En agissant, en se gonflant, cette foule découvre sa propre
puissance. Mais il faudra un événement nouveau, une
rupture, un saut, un réel changement d'état, pour
qu'apparaisse, dans cette masse divisée, dans ce rassemblement
tumultueux mais amorphe, ce qui, pour Sartre, constitue le moteur
humain de l'histoire: le groupe.
Les groupes en fusion
Les groupes qu'analyse Sartre dans La Critique de la Raison dialectique
ne se fondent ni sur une origine familiale commune, ni sur le voisinage,
ni sur la profession, ni même sur l'idéologie. Des
individus qui naguère s'ignoraient se rassemblent sous l'effet
d'un danger. Ils découvrent qu'un même sort (guerre,
famine, oppression, restriction de leurs libertés) pèse
sur eux. Ils pourraient chercher à s'en sortir chacun de
son côté, mais ils sentent confusément que c'est
sans espoir: leur dispersion fait leur impuissance. Comme ils ont
un même destin, ils constituent à eux tous l'un de
"ces êtres sociaux inorganiques" que l'on appelle
des "collectifs". Tels quels, ils deviennent, selon les
circonstances, victimes ou bourreaux, puisque, devant un péril,
ils subissent à la fois la peur de l'Autre et la tentation,
pour survivre, de le supprimer. L'enfer, cet "enfer pratico-inerte",
se reforme immédiatement, dès que les conditions sont
réunies. Contre cette inhumanité renaissante, que
propagent des reniements en chaîne, il n'est aucune parade
individuelle. Les hommes ne se sauvent qu'ensemble, ou pas du tout.
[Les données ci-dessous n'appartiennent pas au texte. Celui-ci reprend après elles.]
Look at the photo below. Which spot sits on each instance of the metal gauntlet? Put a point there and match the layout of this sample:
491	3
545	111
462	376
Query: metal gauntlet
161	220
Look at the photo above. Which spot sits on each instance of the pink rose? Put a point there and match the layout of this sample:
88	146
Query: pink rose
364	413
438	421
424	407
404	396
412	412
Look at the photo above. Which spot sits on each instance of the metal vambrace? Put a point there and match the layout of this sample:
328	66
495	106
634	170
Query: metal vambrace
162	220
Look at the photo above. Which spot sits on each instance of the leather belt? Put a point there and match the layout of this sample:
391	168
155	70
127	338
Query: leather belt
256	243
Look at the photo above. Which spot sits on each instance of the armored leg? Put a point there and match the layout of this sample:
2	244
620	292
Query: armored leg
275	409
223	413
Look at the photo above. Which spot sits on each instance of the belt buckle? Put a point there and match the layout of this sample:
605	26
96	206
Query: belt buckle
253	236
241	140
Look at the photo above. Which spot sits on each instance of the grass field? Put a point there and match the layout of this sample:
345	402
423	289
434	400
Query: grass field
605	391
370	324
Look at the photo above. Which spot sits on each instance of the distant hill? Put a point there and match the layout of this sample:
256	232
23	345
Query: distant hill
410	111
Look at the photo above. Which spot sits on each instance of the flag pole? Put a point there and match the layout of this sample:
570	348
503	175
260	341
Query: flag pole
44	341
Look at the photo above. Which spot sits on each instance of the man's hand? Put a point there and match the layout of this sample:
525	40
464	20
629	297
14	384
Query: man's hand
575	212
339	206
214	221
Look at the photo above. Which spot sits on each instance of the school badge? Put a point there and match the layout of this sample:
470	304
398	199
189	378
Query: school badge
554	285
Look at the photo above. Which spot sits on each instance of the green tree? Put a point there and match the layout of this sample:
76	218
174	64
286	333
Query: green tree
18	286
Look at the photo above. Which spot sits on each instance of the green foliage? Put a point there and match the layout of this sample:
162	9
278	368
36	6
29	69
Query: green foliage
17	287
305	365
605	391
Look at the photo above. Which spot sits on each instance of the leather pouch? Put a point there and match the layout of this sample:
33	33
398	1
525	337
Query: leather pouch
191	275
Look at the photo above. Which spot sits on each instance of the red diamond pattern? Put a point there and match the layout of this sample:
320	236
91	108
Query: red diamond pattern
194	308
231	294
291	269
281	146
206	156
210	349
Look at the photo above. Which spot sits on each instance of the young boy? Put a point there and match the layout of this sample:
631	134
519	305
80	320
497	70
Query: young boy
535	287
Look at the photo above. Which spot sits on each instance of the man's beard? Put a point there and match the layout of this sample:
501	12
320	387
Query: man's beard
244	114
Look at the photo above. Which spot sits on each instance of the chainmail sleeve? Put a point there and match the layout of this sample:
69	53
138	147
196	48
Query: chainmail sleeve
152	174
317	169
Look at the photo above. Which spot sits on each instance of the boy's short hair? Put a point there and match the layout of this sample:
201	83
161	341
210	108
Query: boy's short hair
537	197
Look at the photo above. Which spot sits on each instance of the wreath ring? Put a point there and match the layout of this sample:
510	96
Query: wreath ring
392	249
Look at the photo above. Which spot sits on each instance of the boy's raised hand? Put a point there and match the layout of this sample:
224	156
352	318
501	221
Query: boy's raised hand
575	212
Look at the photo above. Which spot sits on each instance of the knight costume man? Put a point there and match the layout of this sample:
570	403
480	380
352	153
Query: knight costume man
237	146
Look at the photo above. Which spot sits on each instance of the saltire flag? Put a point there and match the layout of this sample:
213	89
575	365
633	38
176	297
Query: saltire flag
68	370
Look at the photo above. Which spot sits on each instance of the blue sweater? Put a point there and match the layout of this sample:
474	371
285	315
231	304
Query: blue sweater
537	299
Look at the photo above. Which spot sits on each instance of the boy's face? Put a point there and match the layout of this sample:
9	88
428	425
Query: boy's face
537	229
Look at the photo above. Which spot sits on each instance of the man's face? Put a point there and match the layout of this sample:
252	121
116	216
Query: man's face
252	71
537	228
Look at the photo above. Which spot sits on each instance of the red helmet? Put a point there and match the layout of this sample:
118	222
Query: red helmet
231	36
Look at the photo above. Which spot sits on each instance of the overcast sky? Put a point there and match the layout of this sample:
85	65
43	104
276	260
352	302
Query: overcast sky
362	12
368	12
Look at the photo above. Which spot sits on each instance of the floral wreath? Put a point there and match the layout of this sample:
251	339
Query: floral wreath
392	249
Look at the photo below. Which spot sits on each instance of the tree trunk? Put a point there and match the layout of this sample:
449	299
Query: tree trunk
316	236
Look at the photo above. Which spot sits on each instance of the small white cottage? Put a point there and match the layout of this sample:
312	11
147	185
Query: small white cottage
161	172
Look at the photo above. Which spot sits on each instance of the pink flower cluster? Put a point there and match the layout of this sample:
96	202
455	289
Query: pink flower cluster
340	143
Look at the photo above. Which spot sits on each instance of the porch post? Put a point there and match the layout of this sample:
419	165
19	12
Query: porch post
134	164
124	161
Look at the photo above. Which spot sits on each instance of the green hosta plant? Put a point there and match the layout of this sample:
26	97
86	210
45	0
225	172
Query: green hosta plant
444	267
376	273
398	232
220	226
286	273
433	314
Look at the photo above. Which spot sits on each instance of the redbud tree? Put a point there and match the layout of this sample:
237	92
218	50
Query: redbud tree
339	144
Le groupe sartrien répond à des situations extrêmes.
Quelques individus, au sein d'un collectif, décident de résister,
de riposter, de lutter. Si la peur est contagieuse, si les foules
cèdent aux élans irrationnels, une autre ductilité,
de sens contraire, et qui nie radicalement la première, favorise
la naissance des groupes: des individus, au même moment, éprouvent
une même révolte, ont le même sursaut. Il n'y
a pas à proprement parler d'acte fondateur: soudain, le groupe
est là, en pleine action, constitué par des individus
qui, quelques instants plus tôt, fuyaient peut-être,
ou désespéraient. Sans qu'aucun chef se détache
encore, le petit groupe agit ou, mieux, il n'est qu'action. Face
à l'Autre qui menace, et qui, tout à coup, rencontre
une résistance, il prend un poids que, pour ses propres membres,
il n'avait pas encore. L'action dissout les différences individuelles,
abolit les distances, sert de creuset. Ainsi émergent les
acteurs réels de l'histoire.
Fusion, serment, Terreur
Le groupe en fusion n'a qu'une existence précaire. L'alerte
passée, le danger diminuant, il court le risque de se défaire,
car il est travaillé par une tendance à l'atomisation,
à la fragmentation, à la dispersion, ou, comme l'appelle
Sartre, à la "sérialité". Le ciment
qui liait les individus était la peur, une peur surmontée
ou contrôlée ; quand elle s'estompe, la cohésion
de l'ensemble s'effrite.
Pour conjurer ce mal interne, cette "solitude d'impuissance",
il faut "l'invention pratique d'une permanence libre et inerte
de l'unité commune en chacun" (439). C'est à
cette exigence que répond le serment: il exorcise le risque
de dislocation et prévient la trahison. Il constitue, au
sens propre du terme, une conjuration. "La conduite du serment
ne peut être que commune; le mot d'ordre est 'Jurons !'"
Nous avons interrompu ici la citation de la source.